Compared with prior art, the present invention has following beneficial effect:
The present invention has been merged sample neighborhood of a point simultaneously and has been put information in the process of building figure, thus can represent the tightness degree contacted between sample more exactly; What set up is quadratic programming (QP) model, can be solved easily and quickly by existing method.Experiment proof compares to existing method, and the present invention can obtain more rationally, effective graph model, can obtain higher accuracy rate, and can be successfully applied in the industry such as Handwritten Digital Recognition, make application result more accurate in Images Classification etc.
Accompanying drawing explanation
By reading the detailed description done non-limiting example with reference to the following drawings, other features, objects and advantages of the present invention will become more obvious:
Fig. 1 is typical graph model schematic diagram.

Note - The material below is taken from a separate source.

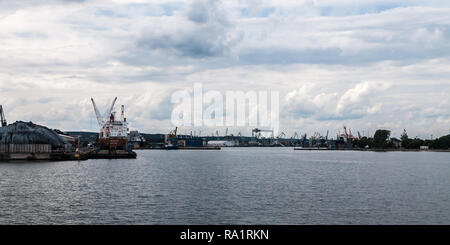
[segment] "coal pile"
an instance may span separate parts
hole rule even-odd
[[[69,142],[45,126],[17,121],[0,127],[0,144],[51,144],[52,148],[59,148]]]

Fig. 2 is the design sketch of the present invention on DoubleMoon data set.
Fig. 3 is the design sketch of the present invention on DoubleRing data set.
Fig. 4 is the present invention and existing methods accuracy rate correlation curve on Iris data set.
Fig. 5 is the present invention and existing methods accuracy rate correlation curve on Wine data set.
Fig. 6 is the sample of some handwriting digitals.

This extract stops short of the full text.